Fig 1. The effects of iron, copper, and HU on cells expressing the anti-apoptotic sequence 14-3-3.

(A) Spot assays were used to assess the ability of wild-type cells expressing 14-3-3, and TC-1 to grow when challenged with 2mM copper (CuSO₄) or 6mM iron (FeCl₃). (B) The viability of cells containing empty vector and 14-3-3 expressing strains untreated (-) or treated (+) with 1.4mM copper (CuSO₄) or 6mM iron (FeCl₃) was determined by examining cells stained with trypan blue.
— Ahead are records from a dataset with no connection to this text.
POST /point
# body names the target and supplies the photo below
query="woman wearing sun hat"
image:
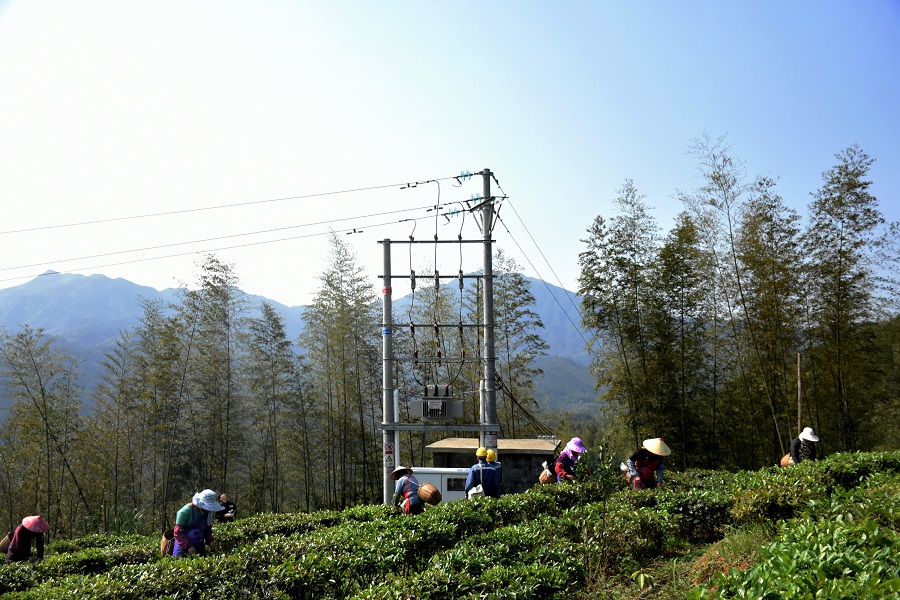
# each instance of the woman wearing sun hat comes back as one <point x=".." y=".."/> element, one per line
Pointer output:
<point x="406" y="494"/>
<point x="646" y="465"/>
<point x="31" y="530"/>
<point x="568" y="459"/>
<point x="193" y="524"/>
<point x="803" y="447"/>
Viability is shown as the mean percentage (%) of the cells that survived after treatment in triplicate experiments that were repeated at least 3 times.*; indicates significant differences between control cells (Vector) cells expressing 14-3-3 that were treated with copper or iron (p <0.001). **; indicates significant differences between control cells (not treated) and cells treated with copper or iron (p <0.001). (C) Spot assay was used to examine cell growth ability of the wild-type cells expressing 14-3-3 on nutrient agar containing 200nM rapamycin (Rap) or 20mM zinc chloride (ZnCl₂). (D) Spot assay using nutrient agar containing 200mM Hydroxyurea (HU) was used to assess the growth of cells expressing 14-3-3. (E) Yeast cells harboring empty vector, as well as vector expressing 14-3-3, TC-1 and YCA1 were serially diluted and spotted on YNB media with galactose alone (Control) or with 1.8mM copper (CuSO₄) or with 5mM iron (FeCl₃). The cells were incubated at 30°C to grow for 3 days.